On n’est plus complètement sûr depuis des années, quand on ouvre un roman signé Sollers, de n’avoir pas affaire à un faux. Un pastiche. Un type qui se ferait passer pour Sollers, qui aurait embobiné la chaîne de fabrication chez Gallimard, et réussi sous ce nom à publier un livre où il imiterait les tics de l’auteur de Femmes, jusqu’à berner les critiques qui, sans le savoir, encensent depuis des années les romans d’un imposteur. Si ça se trouve, Sollers lui-même marche dans la combine ; peut-être en est-il l’initiateur. Il s’est trouvé un nègre, un type dégourdi doté d’un bon sens de l’humour, à qui il a fixé un cahier des charges ; contre rémunération, il lui a confié le soin d’écrire chaque année un petit roman dont Sollers est le héros, à paraître l’hiver chez Gallimard. Et ça marche : on n’y voit que du feu. Les faux Sollers, du reste, sont meilleurs que les vrais. Dans ce fameux cahier des charges, on trouve sans doute des consignes comme celles-ci : « – Ecrire en paragraphe courts, deux interlignes entre chaque. – Citer Baudelaire. – Citer Mozart. – Citer la Bible. – Pornographie (pas trop). – Heidegger, Hölderlin. – Des anecdotes, telles quelles ; le moins de commentaire possible, pour faire croire qu’elles parlent d’elles-mêmes. – Eventuellement : Proust, peinture, architecture. – Citer Sollers. – Dire : Bref, Passons, Notez que. – Dire : n’a jamais été lu et/ou n’a jamais été compris (exemples : le rite catholique, la pensée chinoise), etc. – Libertinage, amour libre, etc. »

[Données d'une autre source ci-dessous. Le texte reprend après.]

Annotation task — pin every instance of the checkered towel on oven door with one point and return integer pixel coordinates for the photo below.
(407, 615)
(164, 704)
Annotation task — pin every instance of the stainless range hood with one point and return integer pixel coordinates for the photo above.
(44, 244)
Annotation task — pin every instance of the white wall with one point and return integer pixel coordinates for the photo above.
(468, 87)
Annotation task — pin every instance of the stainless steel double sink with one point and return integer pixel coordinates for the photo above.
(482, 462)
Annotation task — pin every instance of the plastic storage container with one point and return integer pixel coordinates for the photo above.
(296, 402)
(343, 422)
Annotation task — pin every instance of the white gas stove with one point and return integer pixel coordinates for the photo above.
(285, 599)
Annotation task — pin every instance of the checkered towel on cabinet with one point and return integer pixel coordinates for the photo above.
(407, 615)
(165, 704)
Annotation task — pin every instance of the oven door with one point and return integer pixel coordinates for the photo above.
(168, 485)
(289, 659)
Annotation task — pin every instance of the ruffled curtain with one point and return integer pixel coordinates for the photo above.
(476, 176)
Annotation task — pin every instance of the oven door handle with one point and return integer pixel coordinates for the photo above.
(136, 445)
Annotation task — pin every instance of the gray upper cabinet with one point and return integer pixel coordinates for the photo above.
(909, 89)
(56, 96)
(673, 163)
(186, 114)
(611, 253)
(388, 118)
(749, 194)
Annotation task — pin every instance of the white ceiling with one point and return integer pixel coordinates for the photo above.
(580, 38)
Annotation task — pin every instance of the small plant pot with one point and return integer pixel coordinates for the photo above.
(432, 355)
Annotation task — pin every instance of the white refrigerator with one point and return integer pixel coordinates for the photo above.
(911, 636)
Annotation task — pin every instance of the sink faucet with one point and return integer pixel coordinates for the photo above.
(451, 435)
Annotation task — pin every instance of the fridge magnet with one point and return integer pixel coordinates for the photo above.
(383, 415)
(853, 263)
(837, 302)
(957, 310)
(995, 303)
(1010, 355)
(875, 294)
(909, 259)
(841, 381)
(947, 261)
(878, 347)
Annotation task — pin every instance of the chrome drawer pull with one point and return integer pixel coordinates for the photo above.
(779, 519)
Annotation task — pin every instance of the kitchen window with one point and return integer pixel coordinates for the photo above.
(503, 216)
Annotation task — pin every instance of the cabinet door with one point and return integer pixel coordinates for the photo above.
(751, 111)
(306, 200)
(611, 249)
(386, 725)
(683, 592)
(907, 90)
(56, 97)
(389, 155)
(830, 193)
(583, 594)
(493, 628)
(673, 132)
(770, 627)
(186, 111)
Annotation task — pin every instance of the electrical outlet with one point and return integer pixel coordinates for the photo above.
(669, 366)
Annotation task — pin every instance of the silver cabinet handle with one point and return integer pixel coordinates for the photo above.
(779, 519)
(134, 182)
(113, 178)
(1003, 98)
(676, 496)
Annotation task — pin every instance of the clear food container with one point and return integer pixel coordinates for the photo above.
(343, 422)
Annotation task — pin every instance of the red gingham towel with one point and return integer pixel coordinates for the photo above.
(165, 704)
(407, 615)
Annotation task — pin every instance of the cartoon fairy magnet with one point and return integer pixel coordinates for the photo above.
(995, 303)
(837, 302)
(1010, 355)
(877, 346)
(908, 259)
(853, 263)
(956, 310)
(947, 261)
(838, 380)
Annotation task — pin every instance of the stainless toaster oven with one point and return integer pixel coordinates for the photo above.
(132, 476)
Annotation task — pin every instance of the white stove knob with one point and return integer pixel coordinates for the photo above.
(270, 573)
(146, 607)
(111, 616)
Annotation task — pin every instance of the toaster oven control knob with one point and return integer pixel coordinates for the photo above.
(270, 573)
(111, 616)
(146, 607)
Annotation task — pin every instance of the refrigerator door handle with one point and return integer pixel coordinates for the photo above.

On ignore le nom du nègre qui a écrit L’Ecole du mystère, mais il est doué : le contrat, s’il existe, est respecté. Rien ne manque, chaque clause est obéie, le résultat est sollersien en diable. Ce roman se lit avec plaisir ; on saute du coq à l’âne, d’un sujet intelligent à l’autre, en prenant soin d’effleurer, sans approfondir. Il y a des farces, des gags de vieux potache. Le titre oppose deux écoles : la vraie, celle de la République et des gens normaux, où l’on s’ennuie et n’apprend rien (soumission, grégarisme, morale conventionnelle, étouffoir social, etc.) ; celle, sollersienne, du mystère et de la beauté (la vie, les femmes, la liberté, etc.). Un personnage de ravissante bécasse, Fanny (ou quel que soit son nom), est là pour rappeler qu’il ne suffit pas de vouloir s’inscrire dans cette école pour y entrer : combien se piquent de littérature et d’intelligence, qui restent des crétins imperméables à la beauté ! De toute façon, la beauté, seul Sollers, de nos jours, y a encore accès. On sera embêté, le jour où il ne sera plus là. Au fait, question : des romans de Sollers sortiront-ils encore, quand Sollers sera mort ? On pourrait monter une usine de pastiches. Il suffirait aux employés de recombiner les clauses du cahier des charges. Vous vous demandez si cette usine n’existe pas déjà, et si L’Ecole du mystère n’en sort pas. Ce qui revient à vous demander si Sollers n’est pas mort. Erreur : Sollers est immortel. Il cabotine dans l’éternité, avec le génie qui lui est propre.